By Julieanne Leupold
I walked in the door and strained my eyes to see in the darkness, but I just couldn’t make it out. Slowly, I pushed my way through the crowd of swaying drunks toward the ever-elusive dance floor. The small wooden surface seemed to be engulfed in a swirling mix of colors and bodies.
I clawed a minimal amount of space on the floor just as “The Devil Went Down to Georgia” flowed from the sound system. I started toe-tapping and shaking my hips to the rapid beat while singing at the top of my lungs about Johnny’s golden fiddle. For those of you who have heard me sing – don’t worry, the music was loud.
I threw my head back preparing to belt my favorite part of the song when two hands encircled my waist and tried – very unsuccessfully – to match the rhythm of my movements.
He didn’t ask or even attempt to introduce himself.
He just started dancing up on me.
It took about half of the song with me standing rigidly still for him to get the hint to move on. The whole time I was thinking, “Whatever happened to the concept of personal space?”

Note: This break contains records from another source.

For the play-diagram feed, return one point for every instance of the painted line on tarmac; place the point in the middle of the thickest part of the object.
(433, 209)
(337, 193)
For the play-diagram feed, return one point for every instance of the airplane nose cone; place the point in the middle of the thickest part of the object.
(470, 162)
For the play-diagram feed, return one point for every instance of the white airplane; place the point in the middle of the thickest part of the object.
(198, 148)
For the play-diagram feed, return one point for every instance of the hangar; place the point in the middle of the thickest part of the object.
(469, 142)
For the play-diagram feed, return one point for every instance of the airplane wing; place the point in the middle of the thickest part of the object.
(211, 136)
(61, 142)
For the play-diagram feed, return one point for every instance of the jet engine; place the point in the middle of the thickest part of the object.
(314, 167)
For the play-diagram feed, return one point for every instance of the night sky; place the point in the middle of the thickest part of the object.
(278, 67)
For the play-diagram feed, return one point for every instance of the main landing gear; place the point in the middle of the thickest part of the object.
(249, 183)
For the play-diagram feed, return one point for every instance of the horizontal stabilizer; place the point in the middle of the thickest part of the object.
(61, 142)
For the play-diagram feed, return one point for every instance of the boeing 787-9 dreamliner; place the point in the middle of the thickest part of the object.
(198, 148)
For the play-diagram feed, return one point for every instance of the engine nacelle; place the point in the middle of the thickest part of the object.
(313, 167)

In communication theory we learn about proxemics – the use of space while communicating. I always believed that a person was entitled to three feet of personal space.
I didn’t sign a waiver when I entered the dance floor relinquishing those three feet, nor did I invite the violation of that personal space. So it got me thinking – where in our society did we decide to give up this small element of personal dignity?
It could have started with public transportation where subway and bus seats were designed for efficiency, not personal comfort, and where you will inevitably end up sharing half of your seat with some equally annoyed stranger.
Or on airplanes when that invisible bubble is undoubtedly going to be invaded by some sleeping passenger who will drool on your shoulder, or where that overly friendly woman who wants to share her medical history while reading a book over your shoulder.
Regardless of how it started, the concept of personal space isn’t a priority in today’s society.
Please don’t get me wrong – I like people. I am not some antisocial quack who can’t stand anyone getting within restraining order distance from me. I hug my friends whenever we say hello or goodbye. I dig my dance class where contact isn’t only optional, it’s required.
But those are my choices.
Somehow, tolerating some sweaty, smelly boy with no rhythm and slurred speech in my personal space just isn’t so cool. Perhaps I am just too picky about that whole personal hygiene thing.
It just seems that in a college world that demands so much from you – good grades, extra curriculars, new friends, difficult situations, etc. – that three feet of personal space isn’t too much to demand back.